Portals for home loan applications? Be careful what you wish for

A mortgage adviser who has worked in both Australia and New Zealand isn't a fan of the Australian system which accept mortgage applications through an old portal and says much depends on the portal.

In a further submission to the Commerce Commission's market study of competition in personal banking services, Finance and Mortgage Advisers Association of New Zealand (FAMNZ) country manager Leigh Hodgetts for all lenders to agree on a common online loan application portal, as is done in Australia.

Hodgetts said having to email loan applications in NZ “is very inefficient” and can result in clients missing out on buying opportunities.

But Wellington-based adviser Andrew Perry says in his submission published this week following last months' conference hosted by ComCom that has been tried and failed in NZ.

“We have seen portals operated in market in NZ in various forms since I started working as a broker in 2016 – two major banks and one large non-bank lender in NZ all offered these portals in the past, but no longer do so due to the additional labour it imposed on those submitting applications,” Perry says.

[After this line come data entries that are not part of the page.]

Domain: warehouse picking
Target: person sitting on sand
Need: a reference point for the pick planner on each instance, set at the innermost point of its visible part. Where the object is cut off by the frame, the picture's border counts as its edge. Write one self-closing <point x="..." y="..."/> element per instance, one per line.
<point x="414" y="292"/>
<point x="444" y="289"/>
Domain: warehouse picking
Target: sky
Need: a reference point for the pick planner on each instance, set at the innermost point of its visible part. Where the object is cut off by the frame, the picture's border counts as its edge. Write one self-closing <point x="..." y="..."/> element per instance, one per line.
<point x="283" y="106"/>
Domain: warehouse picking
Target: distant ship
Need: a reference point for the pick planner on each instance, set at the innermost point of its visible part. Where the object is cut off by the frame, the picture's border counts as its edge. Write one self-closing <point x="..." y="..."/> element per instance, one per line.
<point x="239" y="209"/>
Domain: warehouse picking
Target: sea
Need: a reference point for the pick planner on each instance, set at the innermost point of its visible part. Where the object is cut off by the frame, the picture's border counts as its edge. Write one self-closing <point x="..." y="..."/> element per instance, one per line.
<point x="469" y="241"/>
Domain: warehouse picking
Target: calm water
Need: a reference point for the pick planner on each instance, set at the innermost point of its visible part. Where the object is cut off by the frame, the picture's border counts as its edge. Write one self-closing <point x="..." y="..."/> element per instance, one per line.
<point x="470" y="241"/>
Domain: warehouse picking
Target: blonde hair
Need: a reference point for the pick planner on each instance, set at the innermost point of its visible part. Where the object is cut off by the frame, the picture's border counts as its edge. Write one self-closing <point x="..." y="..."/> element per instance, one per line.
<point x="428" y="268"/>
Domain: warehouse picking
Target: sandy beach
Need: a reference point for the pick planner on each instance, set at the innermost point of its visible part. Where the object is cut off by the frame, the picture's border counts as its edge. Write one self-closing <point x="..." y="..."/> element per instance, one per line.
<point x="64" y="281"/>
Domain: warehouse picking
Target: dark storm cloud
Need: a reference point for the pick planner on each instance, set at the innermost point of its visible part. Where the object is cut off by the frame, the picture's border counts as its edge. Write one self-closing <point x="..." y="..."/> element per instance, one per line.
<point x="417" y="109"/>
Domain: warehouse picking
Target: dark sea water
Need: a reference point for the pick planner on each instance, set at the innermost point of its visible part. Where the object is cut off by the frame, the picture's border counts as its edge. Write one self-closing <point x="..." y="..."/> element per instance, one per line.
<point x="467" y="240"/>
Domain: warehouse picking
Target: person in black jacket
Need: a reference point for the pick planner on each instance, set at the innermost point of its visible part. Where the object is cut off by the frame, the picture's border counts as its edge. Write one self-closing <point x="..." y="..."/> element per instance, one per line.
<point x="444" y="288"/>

“These needed to be prepared both via broker CRM (client relationship management) and then again via the portals,” he says.

“All three of these lenders have removed the requirement for portal submission subsequently and all have seen submission volumes increased, based on anecdotal evidence, due to the reduced hours by not using these portals.”

Perry, who owns a boutique brokerage in Wellington, says the market for mortgage software has become increasingly competitive over the last eight years which has resulted in “superior offerings for brokers/advisers tailored to consumer needs.”

In Australia, one company, ApplyOnline, captured the market early and this “legacy software” has been the default provider for about 20 years.

It was made compulsory for brokers but is “largely unusable,” he says.

“In my experience, the overwhelming majority of ApplyOnline users were based offshore in the Philippines and contracting to Australian-based businesses to load applications that had been emailed to them,” Perry says.

“This is a model which is inefficient, causes delays and reduces competition,” and which won't work in NZ where brokers mostly aren't paid trail commissions.

But he also worked with portals of major banks and, while he doesn't feel it had much impact on customer outcomes, “it did provide a superior service for customers via the broker channel compared to the current process in NZ,” he says.

“Portals which enable brokers to give better information to consumers are useful; those which delay submission are not.”    

Perry also complains that the “onerous regulatory environment” has meant that innovation has been “put on the back-burner,” with advisers having to modify software to comply and meet future audit requirements, rather than focusing on the needs of home loan borrowers.

In this, Perry is supporting ComCom's contention in its draft report that regulation is one of the factors stifling competition for personal banking services, although its focus has been more on the prudential regulator, the Reserve Bank, rather than on the conduct regulator, the Financial Markets Authority (FMA), which has much more contact with financial advisers.